No subject is more vexing, or more mysterious, than Middle East oil.
The Arabs have it and the West -- Europe mostly but also the United States -- needs it.
Here are some questions and answers about the cur-rent oil situation:
Where is the oil?
The Arab states produce about 60 percent of the world's oil and are estimated to have 70 percent of the world's oil supplies. The major non-Arab producers are Iran, Indonesia, Venezuela, the United States and the Soviet Union.
The industrial countries of Western Europe and Japan have virtually no oil for their own, although oil companies have said there may be oil off the coast in the Baltic Sea.
How much Arab oil does the United States need?
About 6 percent of U.S. oil consumption comes from the Middle East. The United States also imports oil from Venezuela to supplement domestic supplies.
For years, American oil men opposed relaxing import restrictions on oil, arguing that this would discourage new oil prospecting. American oil men also have argued for the Alaska oil pipeline, opposed by environmentalists but now approved by the Government on grounds it would lessen U. S. dependence on the Middle East for oil.
Recently the United States has encouraged the Arabs, and Saudi Arabia in particular, to increase its oil production to help solve the U.S. energy crisis.
Among the Middle-East countries Saudi Arabia is the largest exporter to the United States. The daily average import of Saudi crude oil amounts to 434,000 barrels a day, or about 16 per cent of all imports; Iran, not an Arab state, is second with 257,000 barrels a day. Algeria is third with 153,000 barrels a day. The total U.S. consumption of crude oil is 17 million barrels a day. Algeria also is a major exporter of natural gas to the United States.

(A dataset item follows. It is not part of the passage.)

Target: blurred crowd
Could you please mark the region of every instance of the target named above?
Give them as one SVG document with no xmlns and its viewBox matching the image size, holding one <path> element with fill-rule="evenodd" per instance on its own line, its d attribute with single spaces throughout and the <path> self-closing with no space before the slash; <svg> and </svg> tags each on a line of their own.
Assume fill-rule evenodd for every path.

What if the Arabs stop selling their oil to the United States?
Administration officials have said the United States could get by without any Middle East oil imports, but that this would require petroleum rationing similar to World War II, although not as extensive.
In particular, it would require rationing of home heating oil, used especially in the U.S. Northeast Corridor, and gasoline. Even before the Arab threat, a mandatory allocation program was announced.
What about price increases made Tuesday?
Six Persian Gulf oil exporting states -- Saudi Arabia, Iran, Iraq. Kuwait. Abu Dhabi and Bahrain -- increased the market price of their crude oil by 17 per cent to $3.65 a barrel, and increased the posted price of their oil by 70 percent, to $5.11, said U.S. and Arab oil sources.
The market price is the amount paid by the purchaser at a Middle East port.
The posted price is an arbitrary figure used in determining the amount of royalty taxes the companies must pay for the oil they drill and ship. The new posted prices mean that Western oil companies must pay $3.12 in taxes on each barrel of oil, or only 53 cents less than the market price. Thus the Arabs will receive almost as much for their oil as if they drilled and shipped it themselves.